ITC Maurya’s General Manager, Anil Chadha, asked us who the members of the jury were and how they were chosen. Well, Rocky Mohan, who being the author of four acclaimed cookbooks knows his seekh kebabs better than most, put together the jury comprising a mix of food enthusiasts who had eaten around the world and professionals who took the trouble of visiting each of the 15 restaurants unannounced and assessing the seekh kebabs, at their own expense, on four criteria: quality of the meat; taste; add-ons; presentation.
The judges were Mohit Balachandran, AD Singh’s national business head who’s also famous as Chowder Singh on blogosphere; inveterate travelling gourmand Rajeev Gulati, who’s in the pharmaceuticals distribution business; corporate lawyer Sanhita Dasgupta-Sensarma; restaurateur (Angrezee Dhaba) Rajat Pahwa; young hospitality professional Nikhil Alung; self-employed businessman and hobby cook Vikram Bali; and Yogesh Magon, who’s in the liquor business.
They knew their seekh kebabs well and though they had generally good things to say about most of the places they went to (their big surprise was Kebabs and Curries at Greater Kailash-I, but sadly, it was at No. 8, below the Connaught Place restaurant, Embassy, which is better known for its Dal Meat and Chicken Pakodas), they were unanimous in their expressing their shock at the decline in the standards of two Defence Colony institutions, Colonel’s Kababz and Moets, which rubbed shoulders at the bottom of the heap.

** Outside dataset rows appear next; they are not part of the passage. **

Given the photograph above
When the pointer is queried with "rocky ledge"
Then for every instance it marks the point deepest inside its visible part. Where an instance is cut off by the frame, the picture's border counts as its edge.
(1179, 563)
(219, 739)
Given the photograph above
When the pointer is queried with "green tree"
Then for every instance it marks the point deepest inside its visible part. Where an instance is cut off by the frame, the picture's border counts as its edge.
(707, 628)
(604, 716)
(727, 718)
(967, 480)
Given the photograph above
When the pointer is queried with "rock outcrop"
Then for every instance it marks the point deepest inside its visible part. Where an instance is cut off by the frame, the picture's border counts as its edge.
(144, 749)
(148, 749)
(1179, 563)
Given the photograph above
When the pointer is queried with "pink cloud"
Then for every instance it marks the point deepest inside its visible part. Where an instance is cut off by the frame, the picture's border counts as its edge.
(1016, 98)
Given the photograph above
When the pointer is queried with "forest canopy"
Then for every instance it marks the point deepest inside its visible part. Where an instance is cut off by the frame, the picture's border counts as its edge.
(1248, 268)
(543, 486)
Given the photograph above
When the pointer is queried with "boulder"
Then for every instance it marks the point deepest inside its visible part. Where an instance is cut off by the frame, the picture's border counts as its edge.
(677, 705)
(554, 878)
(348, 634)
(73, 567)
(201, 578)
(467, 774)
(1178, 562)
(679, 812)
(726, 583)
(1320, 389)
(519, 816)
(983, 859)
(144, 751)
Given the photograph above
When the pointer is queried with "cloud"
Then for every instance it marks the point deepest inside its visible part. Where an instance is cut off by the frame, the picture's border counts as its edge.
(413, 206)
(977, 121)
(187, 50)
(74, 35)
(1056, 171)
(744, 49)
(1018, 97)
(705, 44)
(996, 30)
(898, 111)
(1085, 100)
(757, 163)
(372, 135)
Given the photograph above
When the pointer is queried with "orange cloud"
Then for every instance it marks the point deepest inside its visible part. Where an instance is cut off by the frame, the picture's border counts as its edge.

Such exercises are important because they give followers of groups like the Delhi Gourmet Club a user’s guide to the delicacies they all crave for. As the dining world is moving towards giving greater credence to peer reviews, the Delhi Gourmet Club’s hunt for the best seekh kebabs in Delhi/NCR is the right step in the direction of giving these reviews a prejudice-free structure.